No not yet,I have a hard time getting away and cant make as many as I would like.Thomas Point for sure and Whites Beach,I'm gonna try my best to do more this year.

----------


## Mandobar

there is a shop in freeport, maine that has some gilchrist's and is selling eastmans. it is actually a violin repair shop. not sure of the name but i will look.

----------


## Michael Gowell

Hi Guys - I'm in Kittery Point and haven't gone to a festival yet - if I could make only one, what do you suggest? 

Michael Gowell

----------


## Steven

Absolutly ,positivly and without a doubt go to Thomas Point Beach(Brunswick,ME) Labor day weekend.I have friends in southern New England that say its the best in the New England states,and though I dont get to many these days I sure like this one,great location,facilities,camping spots,and some big name talent as well as the best field picking going.It is kind of pricey.Check out they're web site:Thomas Point Beach.

----------


## Baron Collins-Hill

if anyone can come up with the name of the shop in freeport, it would be much appreciated, im down there once in a while

----------


## Mandobar

here is the shop in freeport

http://www.frostgullyviolins.com/

the gilchrist mandolins are now gone from the website.

----------


## Stephanie Reiser

There is an organization called the Maine Bluegrass Association.

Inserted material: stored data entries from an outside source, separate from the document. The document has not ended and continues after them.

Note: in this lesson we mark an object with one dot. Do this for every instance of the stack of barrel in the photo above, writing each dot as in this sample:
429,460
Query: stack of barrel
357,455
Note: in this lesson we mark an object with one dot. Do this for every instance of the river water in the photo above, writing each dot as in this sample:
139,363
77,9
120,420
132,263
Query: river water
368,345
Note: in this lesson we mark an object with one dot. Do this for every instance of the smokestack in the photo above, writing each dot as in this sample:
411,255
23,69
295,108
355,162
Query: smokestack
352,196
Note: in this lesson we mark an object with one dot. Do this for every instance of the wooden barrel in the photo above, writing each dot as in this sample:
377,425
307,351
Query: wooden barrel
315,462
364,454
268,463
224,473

We have monthly jams during the winter months up near Newport where I live. We take the summer off, but will resume again next fall. It's pretty cool - about 50 musicians divide loosely into maybe 4 groups. You can just walk in and start playing chords, or whatever. I started to participate when I had my first mando only 3 weeks and only knew 3 chords. If any one is interested I can provide more info. And dont forget Blisstered Fingers this summer.
Stephanie

----------


## Baron Collins-Hill

ill be there for the early one at least, we should get a group together. ive got a cafe sticker on my case.

----------